Sei precisamente quando me apaixonei pelas aldeias da raia, foi no tempo em que li os Novos Contos da Montanha e tive vontade de ler “Fronteira” duas vezes seguidas, a beleza do guarda republicano a mudar de vida, aconteceu-me agora nestas férias por lugares lá longe decidir ir a essa Fronteira de Torga e esbarrar com a triste realidade, não existe nenhuma Fronteira nas terras da raia, muito menos existe um austero castelo de Fuentes, há uma Fronteira para os lados de Sousel e um castelo de Fuentes em Palência, nem um nem outro na zona da raia, e, pior, de Fronteira não se vê o castelo de Fuentes e vice-versa, assim destrói Torga o encanto das coisas simples, que são um homem decidir-se, muitos anos depois, a um lugar que o fascinou, um desses sítios onde um homem chega, olha em redor, pensativo, e diz “sim senhores, foi precisamente por estes caminhos que o Valentim e o Sabino se esgueiraram”, acabei em Marvão, que sempre é terra da raia, as coisas são como são. 

09 outubro 2020

A importância de se chamar Anselmo

 Don Anselmo, o melhor assobiador de todas as lezírias, isto segundo afiança o próprio depois de encomendar uma mini ainda antes das oito da manhã no estabelecimento onde servem café da marca Camelo, o meu favorito, Don Anselmo, dizia eu, fala alto, aquele falar alto dos guardadores de certezas e dos que sabem que poucos desafiarão os seus saberes, afinal Don Anselmo é homem para quase dois metros de altura e toda a gente sabe que, para além de melhor assobiador das lezírias, Don Anselmo conduz gado bravo como ninguém e não são poucas as histórias de homens cuja fanfarronice não sobreviveu a duas lambadas bem assentes, cortesia da mão calejada de Don Anselmo, que dizia para quem o quisesse ouvir, ainda não eram oito da manhã, que o que pagava a mulheres da vida não era para elas lhe proporcionassem um bom bocado de festa rija, pagava para que elas se fossem embora a seguir. 

16 setembro 2020

Resumindo

 Filmamos a performance dos que se esqueceram de desligar a câmara em vez de os avisar do deslize, olhamos de viés para os mais velhos que, atrevidos dos velhotes, estão na rua em vez de estarem a ver o programa das televendas, batemos palmas aos da saúde mas evitamos sentar-nos ao pé deles, que isto nunca se sabe, tanto tempo passado no hospital com tanta bicheza pelo ar, deitamos a culpa à miudagem, sempre em festarolas e a beber cerveja depois das oito da noite, amedrontamo-nos com o teatro mas não nos importamos com a fila da loja irlandesa de roupa ruim, reclamamos baixinho do jantar da família do vizinho do quinto esquerdo, onze pessoas à mesa, uns inconscientes.

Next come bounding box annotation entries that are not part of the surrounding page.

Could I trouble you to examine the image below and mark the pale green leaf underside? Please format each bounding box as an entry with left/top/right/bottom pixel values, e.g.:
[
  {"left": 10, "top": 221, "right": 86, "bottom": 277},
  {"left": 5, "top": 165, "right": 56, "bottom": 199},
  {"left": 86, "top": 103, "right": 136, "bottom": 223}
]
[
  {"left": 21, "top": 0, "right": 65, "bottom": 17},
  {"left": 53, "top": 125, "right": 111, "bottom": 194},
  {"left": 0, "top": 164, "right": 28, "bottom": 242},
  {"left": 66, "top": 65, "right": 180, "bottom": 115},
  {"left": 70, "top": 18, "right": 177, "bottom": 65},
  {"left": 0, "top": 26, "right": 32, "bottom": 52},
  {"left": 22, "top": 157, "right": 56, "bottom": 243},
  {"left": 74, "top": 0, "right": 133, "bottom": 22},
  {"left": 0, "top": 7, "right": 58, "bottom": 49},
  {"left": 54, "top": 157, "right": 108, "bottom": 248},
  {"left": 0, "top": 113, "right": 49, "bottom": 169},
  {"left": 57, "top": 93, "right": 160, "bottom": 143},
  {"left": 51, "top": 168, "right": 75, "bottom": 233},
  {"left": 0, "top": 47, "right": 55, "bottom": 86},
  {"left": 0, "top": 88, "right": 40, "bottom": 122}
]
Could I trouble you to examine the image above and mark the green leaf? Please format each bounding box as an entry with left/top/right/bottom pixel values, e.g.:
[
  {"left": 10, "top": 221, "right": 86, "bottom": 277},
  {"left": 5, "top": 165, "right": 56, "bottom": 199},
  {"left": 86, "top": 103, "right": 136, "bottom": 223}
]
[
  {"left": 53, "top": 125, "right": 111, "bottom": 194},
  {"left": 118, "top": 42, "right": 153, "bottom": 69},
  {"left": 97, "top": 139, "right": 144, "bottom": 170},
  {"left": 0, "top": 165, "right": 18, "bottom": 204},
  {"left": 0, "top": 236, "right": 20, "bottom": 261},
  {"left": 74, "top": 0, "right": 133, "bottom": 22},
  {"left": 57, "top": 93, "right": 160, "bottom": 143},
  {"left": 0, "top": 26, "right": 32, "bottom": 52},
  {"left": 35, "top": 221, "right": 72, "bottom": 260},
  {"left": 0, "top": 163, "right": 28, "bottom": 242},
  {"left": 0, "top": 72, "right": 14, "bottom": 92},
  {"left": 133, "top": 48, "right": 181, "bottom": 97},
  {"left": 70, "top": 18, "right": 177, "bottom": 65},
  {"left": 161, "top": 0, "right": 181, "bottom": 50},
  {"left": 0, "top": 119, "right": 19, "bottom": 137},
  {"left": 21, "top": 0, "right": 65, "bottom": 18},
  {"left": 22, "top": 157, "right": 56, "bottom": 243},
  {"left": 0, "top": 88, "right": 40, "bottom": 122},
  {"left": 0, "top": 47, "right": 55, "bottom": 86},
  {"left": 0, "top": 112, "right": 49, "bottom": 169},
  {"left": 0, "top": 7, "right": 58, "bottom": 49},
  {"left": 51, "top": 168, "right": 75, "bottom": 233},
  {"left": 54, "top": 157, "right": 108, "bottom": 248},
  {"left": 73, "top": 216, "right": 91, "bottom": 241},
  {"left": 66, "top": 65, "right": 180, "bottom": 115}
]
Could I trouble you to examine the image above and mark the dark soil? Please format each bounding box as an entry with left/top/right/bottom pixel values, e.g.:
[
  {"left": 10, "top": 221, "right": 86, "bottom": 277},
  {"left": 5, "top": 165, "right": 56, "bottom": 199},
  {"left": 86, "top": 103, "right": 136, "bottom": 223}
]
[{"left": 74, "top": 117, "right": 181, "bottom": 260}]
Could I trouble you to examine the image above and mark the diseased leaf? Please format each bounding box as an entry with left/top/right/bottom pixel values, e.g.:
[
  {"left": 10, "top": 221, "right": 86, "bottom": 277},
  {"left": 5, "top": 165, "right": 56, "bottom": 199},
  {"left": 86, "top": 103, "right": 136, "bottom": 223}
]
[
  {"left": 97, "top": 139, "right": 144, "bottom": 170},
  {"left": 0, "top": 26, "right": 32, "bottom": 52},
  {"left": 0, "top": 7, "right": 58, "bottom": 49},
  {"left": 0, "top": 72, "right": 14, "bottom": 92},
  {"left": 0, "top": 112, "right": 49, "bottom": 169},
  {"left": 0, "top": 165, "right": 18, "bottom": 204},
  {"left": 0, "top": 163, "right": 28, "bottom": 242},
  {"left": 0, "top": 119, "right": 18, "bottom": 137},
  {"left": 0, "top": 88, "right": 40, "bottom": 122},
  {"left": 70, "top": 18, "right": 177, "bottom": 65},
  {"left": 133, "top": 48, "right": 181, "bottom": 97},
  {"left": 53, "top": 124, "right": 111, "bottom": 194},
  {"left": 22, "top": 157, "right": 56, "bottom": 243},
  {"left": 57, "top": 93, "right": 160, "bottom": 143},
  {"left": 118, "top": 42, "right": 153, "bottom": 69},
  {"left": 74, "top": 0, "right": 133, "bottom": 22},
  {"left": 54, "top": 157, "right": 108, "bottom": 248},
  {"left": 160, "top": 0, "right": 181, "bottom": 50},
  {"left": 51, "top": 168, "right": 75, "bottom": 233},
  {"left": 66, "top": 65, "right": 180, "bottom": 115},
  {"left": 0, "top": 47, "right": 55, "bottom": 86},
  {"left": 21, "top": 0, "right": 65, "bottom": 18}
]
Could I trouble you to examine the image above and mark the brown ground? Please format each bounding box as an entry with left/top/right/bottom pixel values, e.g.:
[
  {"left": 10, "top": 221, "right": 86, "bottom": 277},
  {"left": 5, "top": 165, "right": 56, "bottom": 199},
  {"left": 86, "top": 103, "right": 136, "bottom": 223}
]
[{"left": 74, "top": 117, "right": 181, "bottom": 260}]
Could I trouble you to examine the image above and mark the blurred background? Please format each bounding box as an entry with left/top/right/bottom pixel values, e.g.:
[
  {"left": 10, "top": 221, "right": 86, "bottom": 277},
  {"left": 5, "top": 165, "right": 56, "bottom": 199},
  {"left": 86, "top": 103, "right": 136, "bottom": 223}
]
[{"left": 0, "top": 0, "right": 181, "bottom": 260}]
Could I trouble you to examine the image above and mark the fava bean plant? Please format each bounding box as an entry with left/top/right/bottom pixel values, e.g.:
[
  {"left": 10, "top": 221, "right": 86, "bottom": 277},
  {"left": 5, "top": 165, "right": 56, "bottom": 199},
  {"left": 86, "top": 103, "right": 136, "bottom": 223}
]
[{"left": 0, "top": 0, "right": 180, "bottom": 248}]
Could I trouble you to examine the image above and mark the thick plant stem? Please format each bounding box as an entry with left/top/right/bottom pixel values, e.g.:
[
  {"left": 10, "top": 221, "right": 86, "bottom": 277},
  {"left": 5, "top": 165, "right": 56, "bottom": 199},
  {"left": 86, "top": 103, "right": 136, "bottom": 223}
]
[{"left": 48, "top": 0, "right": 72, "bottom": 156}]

Isto da pandemia está a fazer de nós uma boa merda de pessoas.

02 setembro 2020

E tu, qual seria a tua palavra de chamada?


O problema de Run, aquilo da HBO que toda a gente de bem anda a ver, em vez de ler bons livros, é que aquilo que parece uma boa ideia, receber uma mensagem de um amor antigo a dizer Run e, caso optemos por responder também Run o protocolo é avançar para a estação de Santa Apolónia e apanhar um determinado comboio que partirá a determinada hora para determinado lugar, parece coisa boa, a aventura, a selvajaria prestes a acontecer,  a adrenalina, o problema, dizia eu, é que eram capazes de não passar da estação de Vila Franca de Xira, os amores que ficaram lá atrás tendem a cristalizar, ninguém envelhece nem diz más piadas, ninguém tem peso a mais nem cabelo a menos, acabamos por nos recordar só dos mergulhos em praias desertas e dos bancos de velhos Ford Escort, não há senão calças Levi’s 501 e t-shirts dos Nirvana, ninguém se lembra que já não seriam as mesmas pessoas e isso, parecendo que não, faz toda a diferença.

22 agosto 2020

Coisas mesmo boas

 O charme dos velhos hotéis de província, com senhoras antigas a servir o pequeno-almoço, que se demoram a saber de onde vimos enquanto nos servem mau café.

A Queijaria Manteigas, um desses casos de pessoas a quem a pandemia empurrou para a montanha, sorte nossa que temos quem nos sirva vinho a preço decente e bom queijo a acompanhar pão mesmo a sério.

A estrada que vem da Nave de Santo António para Manteigas e que à noite nos faz lembrar que afinal ainda gostamos de conduzir.

Sinos de igreja às sete da manhã.

As estrelas vistas do café da nascente do Côa, depois de um gin a desoras.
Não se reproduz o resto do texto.